I’m not so much in favor of IP law as I am in favor of informef consent.
when posting photos, art and text content years ago, I was not able to imagine it might be trained off by an AI. As such I was not able to make a decision based on informed consent if I agreed to that or not.
Even though quotes such as “once you post it, its on the internet forever” were around, I was not aware the extend to which this reached and that had my art been vacuumed by a generative AI model (it hasnt luckily) people could create art that pretends to be created by me. Thus I could not consent
I think this goes for a lot of artists actually, especially those who exist far more publicly than I do
t3rmit3@beehaw.org 9 months ago
IP law used to stop corporations from profiting off of creators’ labor without compensation? Yeah, absolutely.
IP law used to stop individuals from consuming media where purchases wouldn’t even go to the creators, but some megacorp? Fuck that.
I’m against downloading movies by indie filmmakers without compensating them. I’m not against downloading films from Universal and Sony.
I’m against stealing food from someone’s garden. I’m not against stealing food from Safeway.
If you stop looking at corporations as being the same as individuals, it’s a very simple and consistent viewpoint.
jlow@beehaw.org 9 months ago
Word.
jarfil@beehaw.org 9 months ago
IP law used to compensate creators “until their death + 70 years”… you can spin it however you want, that’s just plain wrong.
That’s a separate bonkers legislation.
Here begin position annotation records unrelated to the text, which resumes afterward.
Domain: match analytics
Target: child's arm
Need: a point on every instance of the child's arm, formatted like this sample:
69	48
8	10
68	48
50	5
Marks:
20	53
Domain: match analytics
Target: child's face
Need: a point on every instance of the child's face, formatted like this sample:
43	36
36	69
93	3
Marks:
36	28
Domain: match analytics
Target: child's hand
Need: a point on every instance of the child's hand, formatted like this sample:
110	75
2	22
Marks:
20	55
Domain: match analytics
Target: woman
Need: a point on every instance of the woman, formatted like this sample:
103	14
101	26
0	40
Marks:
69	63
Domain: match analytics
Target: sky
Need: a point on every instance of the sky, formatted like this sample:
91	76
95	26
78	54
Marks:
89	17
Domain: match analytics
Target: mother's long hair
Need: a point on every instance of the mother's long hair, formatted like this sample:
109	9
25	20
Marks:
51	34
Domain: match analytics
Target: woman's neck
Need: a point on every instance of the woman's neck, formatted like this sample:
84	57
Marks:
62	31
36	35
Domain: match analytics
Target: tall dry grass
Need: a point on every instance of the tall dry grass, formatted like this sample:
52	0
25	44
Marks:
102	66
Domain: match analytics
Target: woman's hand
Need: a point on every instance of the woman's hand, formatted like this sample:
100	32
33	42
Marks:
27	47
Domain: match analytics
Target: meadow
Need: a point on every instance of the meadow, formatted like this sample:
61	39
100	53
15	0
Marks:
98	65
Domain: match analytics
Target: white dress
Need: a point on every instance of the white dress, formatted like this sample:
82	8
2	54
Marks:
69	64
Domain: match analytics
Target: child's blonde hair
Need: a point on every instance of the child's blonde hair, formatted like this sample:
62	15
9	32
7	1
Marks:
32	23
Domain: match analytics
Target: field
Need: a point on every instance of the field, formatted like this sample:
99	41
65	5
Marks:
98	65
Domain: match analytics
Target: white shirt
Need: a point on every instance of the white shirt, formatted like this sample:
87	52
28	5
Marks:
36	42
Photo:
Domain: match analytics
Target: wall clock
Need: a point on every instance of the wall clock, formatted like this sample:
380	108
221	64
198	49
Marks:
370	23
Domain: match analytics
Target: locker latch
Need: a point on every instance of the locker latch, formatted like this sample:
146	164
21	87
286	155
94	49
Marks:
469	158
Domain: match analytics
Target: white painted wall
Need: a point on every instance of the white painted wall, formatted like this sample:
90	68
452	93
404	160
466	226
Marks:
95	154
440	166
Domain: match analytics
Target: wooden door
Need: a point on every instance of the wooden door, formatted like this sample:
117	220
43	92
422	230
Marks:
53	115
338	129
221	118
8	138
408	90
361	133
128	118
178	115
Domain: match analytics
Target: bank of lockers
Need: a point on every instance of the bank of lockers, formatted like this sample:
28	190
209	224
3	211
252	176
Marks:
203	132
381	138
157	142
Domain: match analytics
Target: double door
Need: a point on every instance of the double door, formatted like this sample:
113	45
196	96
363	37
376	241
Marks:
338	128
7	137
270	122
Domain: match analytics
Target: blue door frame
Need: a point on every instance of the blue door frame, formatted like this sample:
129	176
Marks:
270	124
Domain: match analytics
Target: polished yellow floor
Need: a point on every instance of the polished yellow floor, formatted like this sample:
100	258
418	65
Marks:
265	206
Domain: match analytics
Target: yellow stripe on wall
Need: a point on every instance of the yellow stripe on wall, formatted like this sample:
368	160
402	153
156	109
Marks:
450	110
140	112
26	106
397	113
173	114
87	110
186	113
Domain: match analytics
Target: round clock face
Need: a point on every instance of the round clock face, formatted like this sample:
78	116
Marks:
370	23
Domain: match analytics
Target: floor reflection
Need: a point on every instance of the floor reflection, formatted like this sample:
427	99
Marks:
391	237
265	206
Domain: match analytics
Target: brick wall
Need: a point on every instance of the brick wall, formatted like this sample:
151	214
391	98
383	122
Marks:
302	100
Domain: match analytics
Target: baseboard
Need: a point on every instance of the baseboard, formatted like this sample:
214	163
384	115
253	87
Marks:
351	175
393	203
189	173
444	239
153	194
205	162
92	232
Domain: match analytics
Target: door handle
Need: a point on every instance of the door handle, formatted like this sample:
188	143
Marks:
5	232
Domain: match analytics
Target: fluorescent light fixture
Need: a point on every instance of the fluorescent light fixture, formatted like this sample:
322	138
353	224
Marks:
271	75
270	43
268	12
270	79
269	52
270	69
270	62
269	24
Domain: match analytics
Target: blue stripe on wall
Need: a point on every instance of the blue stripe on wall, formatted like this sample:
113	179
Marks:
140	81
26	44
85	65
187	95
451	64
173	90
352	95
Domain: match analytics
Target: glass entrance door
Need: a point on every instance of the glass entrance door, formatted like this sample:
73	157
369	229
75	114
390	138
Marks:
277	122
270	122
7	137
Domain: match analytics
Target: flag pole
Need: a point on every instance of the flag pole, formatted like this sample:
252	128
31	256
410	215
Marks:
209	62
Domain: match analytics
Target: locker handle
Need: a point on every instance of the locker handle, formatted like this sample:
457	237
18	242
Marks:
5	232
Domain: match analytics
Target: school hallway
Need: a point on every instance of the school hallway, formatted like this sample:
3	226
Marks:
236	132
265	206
Two wrongs don’t make one right.
t3rmit3@beehaw.org 9 months ago
I never said I like IP law. I explicitly said it shouldn’t exist. I wish they’d strip out any post-humous ownership, absolutely. But I’m fine beating OpenAI over the head with that or any other law. Whether I advocate for or against copyright law will ultimately have no impact on its existence, so I may as well cheer it on when it’s used to hurt corporations, and condemn it when it’s used to protect individuals.
I’m not talking about the legislation, I’m talking about the mindset, which is very prevalent in the pro-AI tech spaces. Go to HackerNews and see just how hard the AI-bros there will fellate each other over “corporate rights”.
My whole point is that there is nothing logically inconsistent with being against IP law, but also understanding that since its existence is reality, being fine with it being leveraged as best as possible (i.e. to hurt corporations).